35 killed in Syrian military plane crash, al-Qaida claims credit

Sources told a Syrian observatory group the plane went down because it struck a low power line, but al-Qaida's Nusra Front has claimed credit for the crash, which killed 35 Syrian troops.

Fred Lambert

IDLIB, Syria, Jan. 18 (UPI) -- At least 35 Syrian soldiers were killed in a cargo plane crash in northwestern Syria, sources on the ground and state media said Sunday.

The plane, which carried Syrian government personnel and military equipment, went down at the Abu al-Duhur air base in Idlib province. Sources told the Syrian Observatory for Human Rights that it "crashed as a result of collision with electricity transmission wires."


Al-Qaida's wing in Syria, the Nusra Front, has claimed credit for downing the plane, according to the BBC, which also noted that Syrian state media blamed the crash on "weather conditions and heavy fog."

Sources also told SOHR that Iranian nationals were on the plane, though the rights group, which gathers information from a network of sources on the ground in Syria, was not able to confirm that detail.

Islamic extremist groups, such as the Islamic State, have shot down Syrian military aircraft in the past.

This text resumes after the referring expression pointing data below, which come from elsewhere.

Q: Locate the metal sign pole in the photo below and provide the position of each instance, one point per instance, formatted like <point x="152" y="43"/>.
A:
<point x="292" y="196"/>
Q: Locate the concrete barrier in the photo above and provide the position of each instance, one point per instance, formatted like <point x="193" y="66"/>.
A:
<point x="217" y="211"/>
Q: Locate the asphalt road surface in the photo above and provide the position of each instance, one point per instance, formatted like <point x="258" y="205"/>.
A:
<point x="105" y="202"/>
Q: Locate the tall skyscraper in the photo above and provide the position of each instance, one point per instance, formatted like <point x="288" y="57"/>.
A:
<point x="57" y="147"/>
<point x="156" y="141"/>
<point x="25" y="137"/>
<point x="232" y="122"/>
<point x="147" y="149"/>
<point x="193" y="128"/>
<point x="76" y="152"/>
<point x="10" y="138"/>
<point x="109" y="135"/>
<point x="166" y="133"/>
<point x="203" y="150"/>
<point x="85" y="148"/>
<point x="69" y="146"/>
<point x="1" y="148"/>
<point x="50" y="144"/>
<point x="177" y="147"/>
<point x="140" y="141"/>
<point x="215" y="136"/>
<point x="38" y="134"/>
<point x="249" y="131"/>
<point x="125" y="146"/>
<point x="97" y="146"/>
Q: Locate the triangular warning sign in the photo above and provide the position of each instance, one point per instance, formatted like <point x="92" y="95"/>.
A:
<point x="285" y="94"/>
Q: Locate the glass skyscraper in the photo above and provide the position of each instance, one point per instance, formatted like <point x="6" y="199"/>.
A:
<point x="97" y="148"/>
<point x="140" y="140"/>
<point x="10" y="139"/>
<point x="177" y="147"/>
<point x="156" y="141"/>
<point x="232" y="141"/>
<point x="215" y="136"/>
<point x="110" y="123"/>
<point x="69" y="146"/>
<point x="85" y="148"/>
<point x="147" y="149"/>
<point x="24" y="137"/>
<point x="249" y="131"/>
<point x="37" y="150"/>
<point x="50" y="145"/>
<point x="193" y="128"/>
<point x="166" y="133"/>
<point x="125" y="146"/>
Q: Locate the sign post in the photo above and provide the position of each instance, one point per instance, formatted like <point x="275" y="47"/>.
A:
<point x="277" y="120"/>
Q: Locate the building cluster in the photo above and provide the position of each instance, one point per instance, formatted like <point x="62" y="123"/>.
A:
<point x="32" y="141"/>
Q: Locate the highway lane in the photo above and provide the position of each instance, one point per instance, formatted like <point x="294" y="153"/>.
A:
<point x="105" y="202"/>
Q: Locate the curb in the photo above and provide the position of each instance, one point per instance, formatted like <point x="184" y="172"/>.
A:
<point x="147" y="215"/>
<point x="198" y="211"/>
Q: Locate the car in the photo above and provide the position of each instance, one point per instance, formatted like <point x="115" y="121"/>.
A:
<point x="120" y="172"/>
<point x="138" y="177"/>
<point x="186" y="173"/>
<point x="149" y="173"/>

Last month a Jordanian F-16 pilot crashed while conducting bombing missions in Syria and was captured by IS militants, though U.S. Central Command denied the pilot had been shot down by the group.


Jordan is part of Operation Inherent Resolve, an international coalition including the U.S., Bahrain, Saudi Arabia and the United Arab Emirates, which collectively performs bombing missions against IS in Syria.